O Livro do Desassossego

Nasci em um tempo em que a maioria dos jovens haviam perdido a crença em Deus, pela mesma razão que os seus maiores a haviam tido — sem saber porquê. 

E então, porque o espírito humano tende naturalmente para criticar porque sente, e não porque pensa, a maioria desses jovens escolheu a Humanidade para sucedâneo de Deus.

Almada, vista de [Alfama, sé patriarcal?] Lisboa, James Holland, 1837.
Imagem: Walker Art Gallery

Pertenço, porém, àquela espécie de homens que estão sempre na margem daquilo a que pertencem, nem veem só a multidão de que são, senão também os grandes espaços que há ao lado. Por isso nem abandonei Deus tão amplamente como eles, nem aceitei nunca a Humanidade [...]

O céu negro ao fundo do sul do Tejo era sinistramente negro contra as asas, por contraste, vividamente brancas das gaivotas em voo inquieto. O dia, porém, não estava tempestuoso já. Toda a massa da ameaça da chuva passara para por sobre a outra margem, e a cidade baixa, úmida ainda do pouco que chovera, sorria do chão a um céu cujo Norte se azulava ainda um pouco brancamente. O fresco da Primavera era levemente frio.

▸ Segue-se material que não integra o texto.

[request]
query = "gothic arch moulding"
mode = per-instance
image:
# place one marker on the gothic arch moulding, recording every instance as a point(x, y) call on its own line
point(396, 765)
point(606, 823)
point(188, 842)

Ramalhete de Lisboa, Carlos Botelho, 1935.
Imagem: Wikipédia

Numa hora como esta, vazia e imponderável, apraz-me conduzir voluntariamente o pensamento para uma meditação que nada seja, mas que retenha, na sua limpidez de nula, qualquer coisa da frieza erma do dia esclarecido, com o fundo negro ao longe, e certas intuições, como gaivotas, evocando por contraste o mistério de tudo em grande negrume.

Mas, de repente, em contrário do meu propósito literário íntimo, o fundo negro do céu do Sul evoca-me, por lembrança verdadeira ou falsa, outro céu, talvez visto em outra vida, em um Norte de rio menor, com juncais tristes e sem cidade nenhuma. Sem que eu saiba como, uma paisagem para patos bravos alastra-se-me pela imaginação e é com a nitidez de um sonho raro que me sinto próximo da extensão que imagino.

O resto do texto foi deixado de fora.